A Method for Determining the Probability that a Given Team
 was the True Best Team in Some Particular Year

by Jesse Frey



Introduction:


As baseball fans, we typically think of the World Series winner as the 
champion for a given season.  Most of us recognize, however, that luck is 
an important factor in deciding the outcome of a best-of-five or 
best-of-seven series between two teams.  As a result, we don't necessarily 
believe that the World Series champion is really the best team in a given 
season.  


Given the much larger number of games involved, the regular season would 
seem to offer a stronger basis for deciding how teams compare.  Most of us 
would likely have little doubt, for example, that a 90-win team is better 
than a 60-win team.  When the differences in numbers of victories are 
smaller, however, and when the teams in question do not seem to have 
played equally difficult schedules, we would likely have less confidence in 
saying that the team with more wins is truly the better team.  It would be 
nice to have a way to assess, probabilistically, the evidence that one 
team or the other is stronger. 


A natural way to obtain such an assessment is via a Bayesian model.  The 
two components of such a model are a prior distribution and a likelihood.  
The prior distribution, which might be called our best guess about team 
quality before seeing any games, should reflect the typical distribution 
of quality for baseball teams.  That is, it should reflect the fact that 
the vast majority of teams tend to have winning percentages between 0.400 
and 0.600, with only the rarest of teams having winning percentages below 
0.300 or above 0.700.  The likelihood, meanwhile, gives the probability, 
in terms of the strengths of the two teams, that one team defeats another.  
In the Bayesian approach, we combine the prior distribution and the 
likelihood to find the posterior distribution, which is our best guess 
about team quality given both the prior distribution and the game results 
we observed.  


In this article we describe a simple Bayesian model for the outcomes of major 
league baseball games.  We then implement this model to produce both 
rankings of the teams in the seasons 1990-2002 and estimates of the 
probability that each team is the true best team.  In-season estimates of 
the strength of each team and the probability that each team is the true 
best team are also given.  These in-season estimates show nicely how the 
Bayesian method incorporates, over time, the evidence provided by game 
results.  


There is nothing novel about the team rankings we obtain, which tend to 
mirror a ranking by winning percentage, or the posterior estimates of the 
strength of each team, which can be approximated very well using a simple 
ratio described in the next section.  What may be new, however, is the 
use of the entire joint posterior distribution of the strengths of all the 
teams to estimate, for each team, the probability that the team is 
the true best team.


The Model:

(This section is surely inadequate to explain MCMC-based inference to 
anyone unfamiliar with it.  It should be sufficient, however, to allow 
those familiar with MCMC to follow what I did.)

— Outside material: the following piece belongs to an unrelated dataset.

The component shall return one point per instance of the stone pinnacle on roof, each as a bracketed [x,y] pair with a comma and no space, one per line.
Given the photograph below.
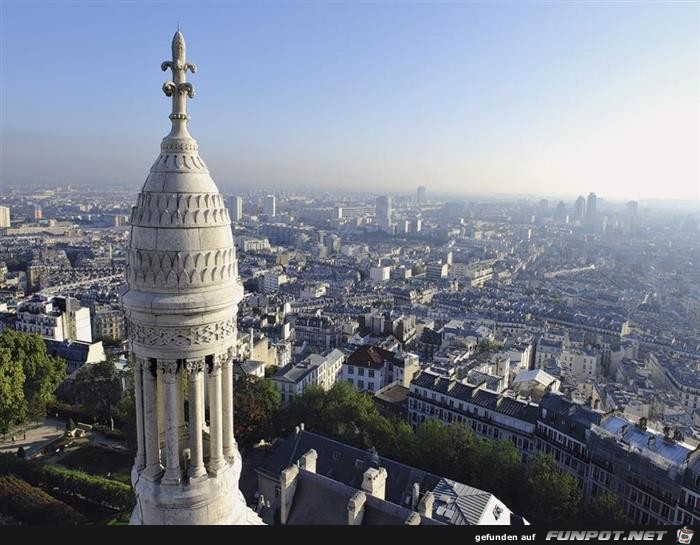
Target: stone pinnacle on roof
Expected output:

Consider the case of 30 teams.  Following essentially the Bradley-Terry 
model, we assume that each team has associated with it a positive merit 
parameter m, where the sum of all the merit parameters is 30.  We also 
assume that there is a single positive homefield advantage parameter h.  
Given teams A and B with merit parameters m(A) and m(B), we take the 
probability of team A defeating team B at team B's home park to be 
m(A)/(m(A)+h*m(B)), while team B's probability of winning the same game is 
h*m(B)/(m(A)+h*m(B)).   


For our prior distribution on the merit parameters, we use a rescaled 
Dirichlet distribution in which each of the 30 parameters is the same.  
Specifically, we assume that the probability that the merit parameters 
take on the positive values m(1), m(2),. . ., m(30), summing to 30, is 
proportional to (m(1)*m(2)*...*m(30))^10.  The prior distribution on h, 
which is taken to be independent of the prior distribution on the merit 
parameters, is chosen to be normal with mean 1.2 and variance 0.2.  The 
decision to make each of the parameters for the Dirichlet distribution 10 
has the effect of (1) giving all teams the same marginal prior distribution 
and (2) making that marginal distribution correspond roughly to the true 
distribution of team merit that we have seen in the past 10 years or so. 
The impact of this prior distribution on the posterior mean is typically
comparable to the impact of adding 70 games of 0.500 ball to each team's 
record.  A rough estimate of any team's posterior mean can thus be 
obtained as (W+35)/(L+35), where W and L are the team's counts of wins and 
losses.


The posterior distribution for the merit parameters and the homefield 
advantage parameter given the game results does not fit into any common
parametric class.  As a result, Markov Chain Monte Carlo was needed to 
produce the estimates tabled in the next section.  The updating procedure 
used for the merit parameters was parameter-by-parameter Metropolis-Hastings 
with a uniform proposal distribution centered at the current value and 
concurrent renormalization of the other parameters to keep the sum at 30.  
The homefield advantage parameter was also updated via Metropolis-Hastings 
with a uniform proposal distribution.  Each table given in the next section 
corresponds to a run time of 100,000 iterates after a burn-in period of 1,000 
iterates.  You may assess the adequacy of that number of iterates by (1) 
looking at the pre-season table given for each season and (2) looking at 
the last two tables given for 1994.  In the preseason tables, the true values 
for all estimates are the same for all teams.  The last two tables given for 
1994, meanwhile, are independent estimates of the same underlying true values 
since they are based (due to the strike) on exactly the same set of game 
results.  


The Results:


For each season 1990 to 2002, 7 tables were produced.  These tables  
give estimates as of (1) March 15, (2) April 30, (3) May 31, (4) June 30, 
(5) July 31, (6) August 31, and (7) October 30.  The table for March 15 
simply shows the prior distribution and gives a sense of the level of 
uncertainty in the estimates for the other tables.  The numbers given in 
each table are as follows:


(1)  The team and its rank by posterior mean (Team).
(2)  The posterior mean for the team's merit parameter (Mean).
(3)  The posterior standard deviation for the merit parameter (S.D.).
(4)  The team's wins and losses through the given date (W and L).
(5)  The posterior probability that the team is the best, second-best, 
third-best, fourth-best, and fifth-best team in baseball (P(1)-P(5)).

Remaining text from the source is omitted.